CIWF has offices in the UK, Italy, Netherlands, France, Poland, the United States, Brussels and China. Representatives are located in Czech Republic, Spain, Germany, South Africa, and Sweden. CIWF was responsible for the veal crate ban in the UK, as well as bans on narrow stalls and chains on pregnant sows. The European Union recognised animals as sentient beings as a result of their petition. In June 2023, Emma Silverthorn, the granddaughter of Anna and Peter Roberts, published a biography of the Roberts and a history of the charity titled Roaming Wild: The Founding of Compassion in World Farming.

== Activism ==
Compassion in World Farming does not support violence or threats. It is not opposed to killing animals and consuming their meat, but advocates for humane treatment throughout their lives. Besides advocacy, it produces educational material for school children, and has fought against what it calls industry-sponsored propaganda. It presents awards including the Good Egg, Good Chicken, Good Dairy, and Good Pig. Its undercover investigations have revealed animal cruelty to hens, cattle, pigs, and sheep.

CIWF advocates free range systems, but accepts straw-bedded indoor systems for pigs. It has warned about factory farming of dairy cattle, which it says is neither economically beneficial for farmers nor healthy for cows. It has advocated a complete ban on fur farming in Ireland, which it describes as "one of the most serious animal welfare problems facing Ireland today". In 2002, it called for a global moratorium on all experimental or commercial cloning of farm animals. It opposes the practice of live export of farm animals for slaughter, instead advocating that the animals be slaughtered before transport. In support of this position, its supporters have demonstrated in London, Ipswich, Belfast, Ramsgate, and Dover. It has also campaigned to maintain a ban on the live transport of horses. It supports a ban on foie gras, calling this "an example of intensive farming at its worst".

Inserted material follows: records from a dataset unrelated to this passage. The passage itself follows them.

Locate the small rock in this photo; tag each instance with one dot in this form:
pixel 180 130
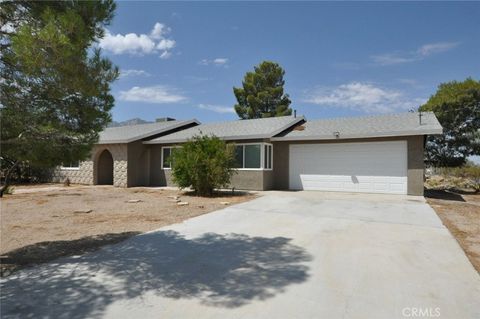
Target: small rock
pixel 85 211
pixel 182 203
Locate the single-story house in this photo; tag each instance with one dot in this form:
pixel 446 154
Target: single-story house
pixel 373 154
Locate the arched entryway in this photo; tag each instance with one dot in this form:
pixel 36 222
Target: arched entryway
pixel 105 168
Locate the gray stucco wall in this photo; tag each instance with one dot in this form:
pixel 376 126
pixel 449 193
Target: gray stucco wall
pixel 415 164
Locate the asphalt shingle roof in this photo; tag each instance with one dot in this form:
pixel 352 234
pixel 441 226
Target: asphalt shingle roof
pixel 401 124
pixel 130 133
pixel 233 130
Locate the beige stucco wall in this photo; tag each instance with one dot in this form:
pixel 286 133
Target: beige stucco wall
pixel 137 164
pixel 242 179
pixel 86 174
pixel 415 166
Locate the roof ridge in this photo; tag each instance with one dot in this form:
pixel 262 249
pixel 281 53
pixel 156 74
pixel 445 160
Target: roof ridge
pixel 367 116
pixel 145 124
pixel 246 120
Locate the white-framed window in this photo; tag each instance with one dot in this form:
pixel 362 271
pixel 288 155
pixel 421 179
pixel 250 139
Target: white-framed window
pixel 166 156
pixel 71 165
pixel 254 156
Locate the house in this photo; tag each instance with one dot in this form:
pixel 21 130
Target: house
pixel 373 154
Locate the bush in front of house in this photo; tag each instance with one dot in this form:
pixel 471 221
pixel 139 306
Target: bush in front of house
pixel 204 163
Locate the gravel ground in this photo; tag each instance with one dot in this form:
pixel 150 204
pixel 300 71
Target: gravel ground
pixel 39 224
pixel 460 213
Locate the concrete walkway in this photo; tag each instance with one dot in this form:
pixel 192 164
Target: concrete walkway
pixel 283 255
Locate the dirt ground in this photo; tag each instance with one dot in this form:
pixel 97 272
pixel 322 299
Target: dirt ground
pixel 460 213
pixel 43 222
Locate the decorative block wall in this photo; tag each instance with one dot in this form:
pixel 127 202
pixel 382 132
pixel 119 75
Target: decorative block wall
pixel 86 173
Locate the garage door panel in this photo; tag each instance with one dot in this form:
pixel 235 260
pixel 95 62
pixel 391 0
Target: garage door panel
pixel 377 167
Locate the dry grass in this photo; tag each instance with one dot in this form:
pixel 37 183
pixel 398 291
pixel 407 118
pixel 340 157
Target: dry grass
pixel 39 224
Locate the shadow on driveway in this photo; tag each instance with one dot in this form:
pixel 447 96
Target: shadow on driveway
pixel 219 270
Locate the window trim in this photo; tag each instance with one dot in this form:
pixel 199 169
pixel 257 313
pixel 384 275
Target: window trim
pixel 262 157
pixel 161 157
pixel 70 168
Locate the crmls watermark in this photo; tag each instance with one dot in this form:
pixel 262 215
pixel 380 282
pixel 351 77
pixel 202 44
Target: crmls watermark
pixel 419 312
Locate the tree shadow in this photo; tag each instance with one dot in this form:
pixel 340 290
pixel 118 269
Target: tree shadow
pixel 218 270
pixel 46 251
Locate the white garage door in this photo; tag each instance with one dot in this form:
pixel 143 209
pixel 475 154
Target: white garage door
pixel 374 167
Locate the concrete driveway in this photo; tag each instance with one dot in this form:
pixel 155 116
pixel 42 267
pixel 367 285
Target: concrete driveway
pixel 283 255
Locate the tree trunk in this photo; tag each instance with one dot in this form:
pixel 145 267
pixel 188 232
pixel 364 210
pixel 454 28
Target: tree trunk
pixel 7 178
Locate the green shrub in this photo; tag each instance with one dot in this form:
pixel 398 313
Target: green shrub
pixel 472 173
pixel 204 163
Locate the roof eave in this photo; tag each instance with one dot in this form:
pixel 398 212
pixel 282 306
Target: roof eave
pixel 225 138
pixel 142 136
pixel 236 137
pixel 357 136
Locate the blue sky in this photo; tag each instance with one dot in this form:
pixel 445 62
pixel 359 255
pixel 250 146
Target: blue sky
pixel 341 59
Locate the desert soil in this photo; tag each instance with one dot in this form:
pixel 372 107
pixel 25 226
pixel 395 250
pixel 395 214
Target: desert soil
pixel 460 213
pixel 41 223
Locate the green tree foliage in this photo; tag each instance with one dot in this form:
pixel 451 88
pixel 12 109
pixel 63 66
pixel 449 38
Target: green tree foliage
pixel 55 88
pixel 457 107
pixel 262 93
pixel 204 163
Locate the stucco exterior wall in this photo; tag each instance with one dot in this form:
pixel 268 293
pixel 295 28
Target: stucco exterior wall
pixel 415 165
pixel 87 171
pixel 247 180
pixel 82 175
pixel 138 164
pixel 242 179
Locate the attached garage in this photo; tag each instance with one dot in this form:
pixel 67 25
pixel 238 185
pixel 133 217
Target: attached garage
pixel 367 167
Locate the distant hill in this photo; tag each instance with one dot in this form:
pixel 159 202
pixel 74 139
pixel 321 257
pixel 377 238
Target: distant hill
pixel 134 121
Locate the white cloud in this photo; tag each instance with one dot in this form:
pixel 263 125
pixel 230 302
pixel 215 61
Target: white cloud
pixel 364 97
pixel 152 94
pixel 412 56
pixel 159 31
pixel 216 62
pixel 216 108
pixel 133 72
pixel 140 44
pixel 428 49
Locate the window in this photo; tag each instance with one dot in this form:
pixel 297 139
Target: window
pixel 166 154
pixel 253 156
pixel 71 165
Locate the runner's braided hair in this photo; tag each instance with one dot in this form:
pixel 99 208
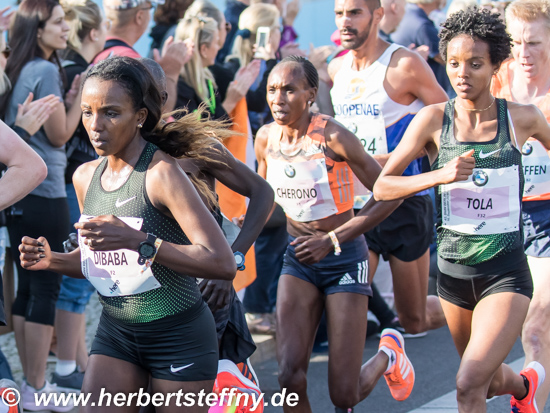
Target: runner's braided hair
pixel 309 70
pixel 479 24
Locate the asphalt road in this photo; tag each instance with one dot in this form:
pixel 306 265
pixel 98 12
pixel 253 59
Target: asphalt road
pixel 435 361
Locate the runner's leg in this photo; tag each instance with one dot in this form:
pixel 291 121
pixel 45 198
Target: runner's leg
pixel 173 388
pixel 484 338
pixel 536 329
pixel 299 309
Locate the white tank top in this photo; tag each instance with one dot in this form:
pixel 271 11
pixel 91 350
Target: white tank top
pixel 362 105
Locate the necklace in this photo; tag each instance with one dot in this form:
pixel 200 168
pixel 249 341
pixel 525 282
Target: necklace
pixel 476 110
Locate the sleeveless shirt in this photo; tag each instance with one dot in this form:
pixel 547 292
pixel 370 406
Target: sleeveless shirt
pixel 536 163
pixel 362 104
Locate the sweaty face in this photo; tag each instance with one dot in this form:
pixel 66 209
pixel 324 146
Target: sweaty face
pixel 469 66
pixel 530 47
pixel 354 20
pixel 109 116
pixel 288 94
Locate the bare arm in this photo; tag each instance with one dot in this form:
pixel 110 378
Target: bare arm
pixel 26 170
pixel 61 125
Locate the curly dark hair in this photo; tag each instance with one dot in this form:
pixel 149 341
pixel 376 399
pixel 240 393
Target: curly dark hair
pixel 479 24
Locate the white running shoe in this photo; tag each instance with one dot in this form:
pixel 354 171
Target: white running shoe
pixel 44 399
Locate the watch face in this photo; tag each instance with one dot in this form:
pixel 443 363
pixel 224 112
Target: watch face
pixel 146 250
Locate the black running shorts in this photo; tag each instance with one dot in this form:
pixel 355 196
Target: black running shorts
pixel 407 232
pixel 182 347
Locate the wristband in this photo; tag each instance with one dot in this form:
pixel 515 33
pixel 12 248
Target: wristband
pixel 337 249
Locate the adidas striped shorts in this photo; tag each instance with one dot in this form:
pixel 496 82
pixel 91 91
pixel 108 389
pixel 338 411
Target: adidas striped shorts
pixel 346 273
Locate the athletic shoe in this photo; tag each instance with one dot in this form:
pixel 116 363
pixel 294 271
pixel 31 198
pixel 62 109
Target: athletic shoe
pixel 28 400
pixel 10 395
pixel 534 373
pixel 230 379
pixel 71 383
pixel 248 372
pixel 396 325
pixel 400 377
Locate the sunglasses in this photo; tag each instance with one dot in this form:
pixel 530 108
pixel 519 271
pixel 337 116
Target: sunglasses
pixel 6 52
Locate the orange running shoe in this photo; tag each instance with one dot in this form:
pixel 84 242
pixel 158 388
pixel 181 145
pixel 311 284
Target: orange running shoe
pixel 534 373
pixel 400 377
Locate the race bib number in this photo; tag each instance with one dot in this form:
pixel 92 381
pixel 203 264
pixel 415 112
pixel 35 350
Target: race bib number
pixel 116 273
pixel 536 169
pixel 487 203
pixel 302 189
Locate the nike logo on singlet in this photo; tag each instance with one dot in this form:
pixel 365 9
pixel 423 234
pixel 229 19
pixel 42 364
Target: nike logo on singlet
pixel 485 155
pixel 118 203
pixel 176 369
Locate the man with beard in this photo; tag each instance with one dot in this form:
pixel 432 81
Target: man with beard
pixel 378 89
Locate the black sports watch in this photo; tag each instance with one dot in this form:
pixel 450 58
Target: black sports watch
pixel 239 260
pixel 147 249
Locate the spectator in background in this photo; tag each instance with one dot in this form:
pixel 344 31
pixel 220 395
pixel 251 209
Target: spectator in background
pixel 204 25
pixel 417 28
pixel 130 19
pixel 87 34
pixel 166 19
pixel 38 31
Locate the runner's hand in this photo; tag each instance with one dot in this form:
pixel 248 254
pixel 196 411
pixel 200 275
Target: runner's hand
pixel 216 293
pixel 35 254
pixel 459 169
pixel 108 233
pixel 311 249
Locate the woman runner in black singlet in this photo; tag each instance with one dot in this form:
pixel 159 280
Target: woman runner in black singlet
pixel 472 141
pixel 143 235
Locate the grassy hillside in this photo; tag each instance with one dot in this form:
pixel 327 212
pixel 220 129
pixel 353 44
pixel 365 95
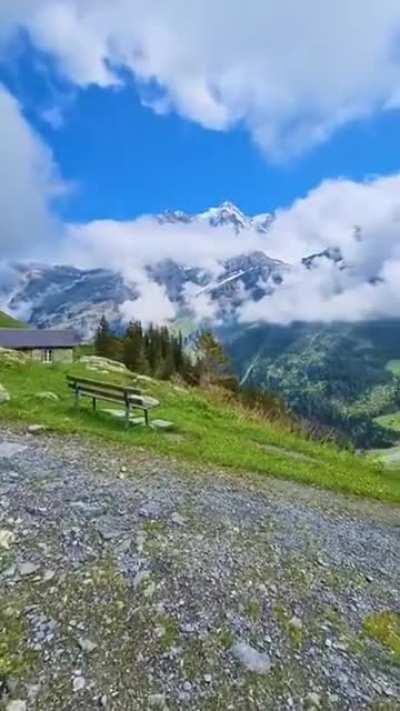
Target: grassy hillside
pixel 206 431
pixel 7 321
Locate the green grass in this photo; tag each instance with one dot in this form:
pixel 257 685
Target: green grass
pixel 393 366
pixel 207 431
pixel 391 422
pixel 7 321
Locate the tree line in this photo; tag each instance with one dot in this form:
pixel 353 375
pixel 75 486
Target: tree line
pixel 160 352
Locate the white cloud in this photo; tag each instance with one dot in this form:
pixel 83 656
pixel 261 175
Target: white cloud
pixel 292 72
pixel 152 305
pixel 29 182
pixel 369 287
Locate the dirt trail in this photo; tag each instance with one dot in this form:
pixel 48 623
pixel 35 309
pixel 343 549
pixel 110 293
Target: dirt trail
pixel 128 584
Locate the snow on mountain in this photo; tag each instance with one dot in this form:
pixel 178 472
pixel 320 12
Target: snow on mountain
pixel 225 215
pixel 58 296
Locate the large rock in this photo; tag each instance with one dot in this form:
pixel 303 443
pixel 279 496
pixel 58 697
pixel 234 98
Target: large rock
pixel 104 364
pixel 47 395
pixel 10 356
pixel 251 658
pixel 4 394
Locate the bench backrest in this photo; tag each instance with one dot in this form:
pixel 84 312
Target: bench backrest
pixel 101 389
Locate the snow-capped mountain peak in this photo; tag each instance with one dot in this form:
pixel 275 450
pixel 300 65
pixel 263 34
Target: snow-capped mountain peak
pixel 226 214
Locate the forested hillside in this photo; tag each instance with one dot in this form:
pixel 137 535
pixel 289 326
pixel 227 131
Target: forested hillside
pixel 343 375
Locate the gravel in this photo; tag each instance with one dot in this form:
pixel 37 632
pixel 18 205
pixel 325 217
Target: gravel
pixel 184 589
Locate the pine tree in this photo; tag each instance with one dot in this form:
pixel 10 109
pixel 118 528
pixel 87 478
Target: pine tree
pixel 213 365
pixel 104 340
pixel 134 355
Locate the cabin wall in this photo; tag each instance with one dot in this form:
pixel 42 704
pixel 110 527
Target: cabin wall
pixel 60 355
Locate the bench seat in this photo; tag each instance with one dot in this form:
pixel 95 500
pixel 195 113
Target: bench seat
pixel 131 398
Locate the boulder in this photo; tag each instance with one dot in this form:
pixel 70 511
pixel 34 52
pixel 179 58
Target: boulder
pixel 161 425
pixel 104 364
pixel 4 394
pixel 47 395
pixel 36 429
pixel 10 356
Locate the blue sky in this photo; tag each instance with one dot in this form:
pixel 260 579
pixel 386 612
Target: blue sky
pixel 122 159
pixel 112 111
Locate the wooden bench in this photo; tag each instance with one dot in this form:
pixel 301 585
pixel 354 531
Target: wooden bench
pixel 131 398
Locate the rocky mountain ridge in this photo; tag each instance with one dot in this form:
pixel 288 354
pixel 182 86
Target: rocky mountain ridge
pixel 60 295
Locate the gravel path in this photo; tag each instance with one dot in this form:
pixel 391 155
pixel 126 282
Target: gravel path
pixel 127 583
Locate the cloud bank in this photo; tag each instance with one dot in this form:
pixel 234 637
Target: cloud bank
pixel 361 219
pixel 290 72
pixel 368 288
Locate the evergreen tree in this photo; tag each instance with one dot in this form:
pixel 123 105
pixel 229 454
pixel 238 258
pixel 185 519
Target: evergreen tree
pixel 104 340
pixel 213 364
pixel 134 355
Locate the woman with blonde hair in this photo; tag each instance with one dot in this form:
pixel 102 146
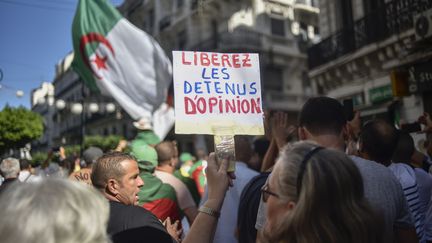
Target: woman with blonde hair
pixel 316 195
pixel 53 211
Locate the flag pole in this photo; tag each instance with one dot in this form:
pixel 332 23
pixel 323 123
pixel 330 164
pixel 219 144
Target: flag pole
pixel 82 120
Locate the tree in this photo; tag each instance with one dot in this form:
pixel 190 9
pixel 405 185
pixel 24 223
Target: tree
pixel 18 126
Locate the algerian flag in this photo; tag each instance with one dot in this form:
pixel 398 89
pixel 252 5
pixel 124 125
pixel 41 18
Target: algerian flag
pixel 118 59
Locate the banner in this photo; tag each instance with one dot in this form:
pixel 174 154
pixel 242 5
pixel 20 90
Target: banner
pixel 217 91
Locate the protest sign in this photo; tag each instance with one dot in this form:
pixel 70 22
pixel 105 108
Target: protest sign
pixel 217 93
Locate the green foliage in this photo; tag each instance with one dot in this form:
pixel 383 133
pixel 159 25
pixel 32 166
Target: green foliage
pixel 106 143
pixel 72 150
pixel 18 126
pixel 38 158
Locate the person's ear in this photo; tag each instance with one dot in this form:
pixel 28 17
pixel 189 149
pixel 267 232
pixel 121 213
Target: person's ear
pixel 302 133
pixel 290 205
pixel 345 132
pixel 112 186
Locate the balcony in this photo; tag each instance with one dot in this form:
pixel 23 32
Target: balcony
pixel 243 39
pixel 393 18
pixel 164 22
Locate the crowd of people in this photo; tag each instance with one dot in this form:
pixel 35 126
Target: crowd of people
pixel 324 178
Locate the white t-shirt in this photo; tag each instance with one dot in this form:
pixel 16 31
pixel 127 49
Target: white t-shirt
pixel 228 219
pixel 184 197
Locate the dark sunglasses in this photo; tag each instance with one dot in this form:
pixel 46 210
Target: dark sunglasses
pixel 266 193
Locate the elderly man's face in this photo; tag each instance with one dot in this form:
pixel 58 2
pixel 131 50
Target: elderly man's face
pixel 130 183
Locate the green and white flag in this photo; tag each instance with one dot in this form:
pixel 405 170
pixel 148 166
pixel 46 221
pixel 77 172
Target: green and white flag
pixel 116 58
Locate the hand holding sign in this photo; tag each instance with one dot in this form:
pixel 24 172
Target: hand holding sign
pixel 219 94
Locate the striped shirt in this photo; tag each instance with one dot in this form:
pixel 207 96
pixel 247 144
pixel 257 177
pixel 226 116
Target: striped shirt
pixel 407 178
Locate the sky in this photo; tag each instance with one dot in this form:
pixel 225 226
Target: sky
pixel 34 36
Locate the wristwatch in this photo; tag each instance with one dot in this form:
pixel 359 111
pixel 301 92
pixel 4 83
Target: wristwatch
pixel 209 211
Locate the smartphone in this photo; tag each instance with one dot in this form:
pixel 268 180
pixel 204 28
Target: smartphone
pixel 348 106
pixel 411 127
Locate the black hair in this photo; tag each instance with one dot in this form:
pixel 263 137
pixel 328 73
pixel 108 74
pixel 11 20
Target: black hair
pixel 379 140
pixel 322 115
pixel 24 164
pixel 404 149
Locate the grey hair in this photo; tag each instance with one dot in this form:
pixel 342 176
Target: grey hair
pixel 9 168
pixel 53 211
pixel 330 207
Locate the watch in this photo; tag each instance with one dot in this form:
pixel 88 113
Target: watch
pixel 209 211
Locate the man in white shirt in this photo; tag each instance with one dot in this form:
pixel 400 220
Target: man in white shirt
pixel 167 161
pixel 225 231
pixel 25 173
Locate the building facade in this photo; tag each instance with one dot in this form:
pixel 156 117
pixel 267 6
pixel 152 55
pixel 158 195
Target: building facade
pixel 279 30
pixel 80 112
pixel 42 102
pixel 375 52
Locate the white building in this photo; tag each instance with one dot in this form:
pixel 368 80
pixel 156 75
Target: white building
pixel 79 111
pixel 278 30
pixel 376 52
pixel 42 101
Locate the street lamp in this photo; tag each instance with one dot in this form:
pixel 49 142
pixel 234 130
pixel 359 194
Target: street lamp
pixel 19 93
pixel 80 108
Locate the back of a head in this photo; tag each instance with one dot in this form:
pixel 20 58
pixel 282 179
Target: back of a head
pixel 404 149
pixel 75 213
pixel 322 115
pixel 24 164
pixel 378 140
pixel 330 204
pixel 10 168
pixel 108 166
pixel 243 148
pixel 165 152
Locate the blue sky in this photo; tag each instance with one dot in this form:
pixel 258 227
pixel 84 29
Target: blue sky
pixel 34 36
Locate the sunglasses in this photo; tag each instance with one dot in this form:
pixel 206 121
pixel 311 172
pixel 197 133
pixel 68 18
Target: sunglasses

Celebrity supporters have included Joanna Lumley, who spoke against long distance animal transport, and Paul McCartney, who advocated for reduced consumption of meat products. In 2010, Jo Brand, Bill Oddie, Zac Goldsmith, Marc Abraham, and William Roache endorsed CIWF's protest against factory farming of cattle by Nocton Dairies. Early supporters include Spike Milligan and Celia Hammond, who protested against battery cages.

In 2007, CIWF won the BBC Radio 4 Food and Farming Award for the best food campaigner/educator. In 2009, it won the Broadcast Digital Award for Best Use of Interactive for their Chicken Out! website. In 2011, it won a Third Sector Excellence Award for its annual review and The Observers Ethical Award for Campaigner of the Year.